Como recurso, os viticultores têm acionado sistemas anti-geadas para impedir o congelamento dos brotos que ainda estão evoluindo.
O cuidado maior é com as variedades brancas, mais sensíveis às intempéries climáticas do momento. Na vinícola AlmaÚnica, no Vale dos Vinhedos, tratores trabalharam durante duas madrugadas aspergindo água em meio às videiras.
Segundo a enóloga Denise Brandelli, uma película de água é formada ao redor do broto e, por consequência, há a formação de gelo na parte exterior dos frutos. O resultado é uma camada protetora que impede a mudança de temperatura no centro da fruta e mantém as características almejadas para o momento.

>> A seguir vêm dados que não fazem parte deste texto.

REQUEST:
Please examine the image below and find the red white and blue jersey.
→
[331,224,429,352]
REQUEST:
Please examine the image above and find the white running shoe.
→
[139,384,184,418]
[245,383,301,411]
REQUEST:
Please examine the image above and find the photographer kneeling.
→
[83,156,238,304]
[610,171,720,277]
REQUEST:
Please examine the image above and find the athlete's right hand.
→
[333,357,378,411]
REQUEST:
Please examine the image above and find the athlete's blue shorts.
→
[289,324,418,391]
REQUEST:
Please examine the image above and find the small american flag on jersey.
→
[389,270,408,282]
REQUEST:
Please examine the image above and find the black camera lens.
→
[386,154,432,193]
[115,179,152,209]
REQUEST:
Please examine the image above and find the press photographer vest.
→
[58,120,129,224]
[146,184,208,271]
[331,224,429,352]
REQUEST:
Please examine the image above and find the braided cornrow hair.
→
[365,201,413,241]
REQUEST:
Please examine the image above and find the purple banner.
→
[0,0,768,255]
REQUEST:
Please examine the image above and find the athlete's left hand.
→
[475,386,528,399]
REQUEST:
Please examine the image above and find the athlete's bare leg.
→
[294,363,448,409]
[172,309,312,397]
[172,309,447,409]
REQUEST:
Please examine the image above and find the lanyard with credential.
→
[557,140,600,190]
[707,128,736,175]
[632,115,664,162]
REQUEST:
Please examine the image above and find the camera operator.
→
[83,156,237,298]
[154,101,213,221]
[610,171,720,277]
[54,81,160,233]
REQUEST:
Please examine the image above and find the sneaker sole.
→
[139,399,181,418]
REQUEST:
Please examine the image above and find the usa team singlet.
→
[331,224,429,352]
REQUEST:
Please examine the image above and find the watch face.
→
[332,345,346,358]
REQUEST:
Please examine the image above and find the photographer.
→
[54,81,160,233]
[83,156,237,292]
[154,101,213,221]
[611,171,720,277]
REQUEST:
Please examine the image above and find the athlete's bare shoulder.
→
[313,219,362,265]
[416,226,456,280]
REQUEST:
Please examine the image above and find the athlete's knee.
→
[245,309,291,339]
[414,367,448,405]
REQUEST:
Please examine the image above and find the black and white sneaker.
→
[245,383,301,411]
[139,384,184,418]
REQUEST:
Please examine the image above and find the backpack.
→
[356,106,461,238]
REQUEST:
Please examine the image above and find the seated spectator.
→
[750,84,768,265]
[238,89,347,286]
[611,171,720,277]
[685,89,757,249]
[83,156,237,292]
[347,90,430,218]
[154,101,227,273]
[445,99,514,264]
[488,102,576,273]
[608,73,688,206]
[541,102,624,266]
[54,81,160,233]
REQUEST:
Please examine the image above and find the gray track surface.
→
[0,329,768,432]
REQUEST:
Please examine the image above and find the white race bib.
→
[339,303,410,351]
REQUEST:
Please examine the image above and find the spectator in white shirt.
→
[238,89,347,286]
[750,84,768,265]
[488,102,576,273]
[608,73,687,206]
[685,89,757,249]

A medida precisa ser feita de forma contínua, principalmente nos momentos de menor temperatura registrada, ou seja, durante as madrugadas.
Um outro método bastante utilizado em anos anteriores era a instalação de superfícies de calor embaixo das plantas.
Os vinhedos “eram coloridos” com tochas de fogo e controladas pelos engenheiros agrônomos. No entanto, por ser uma pequena área de calor, o recurso tem caído em desuso, principalmente na França.
Em Monte Belo do Sul, a vinícola Casa Marques Pereira afirma ter utilizado pela segunda vez o seu sistema de aspersão automatizado.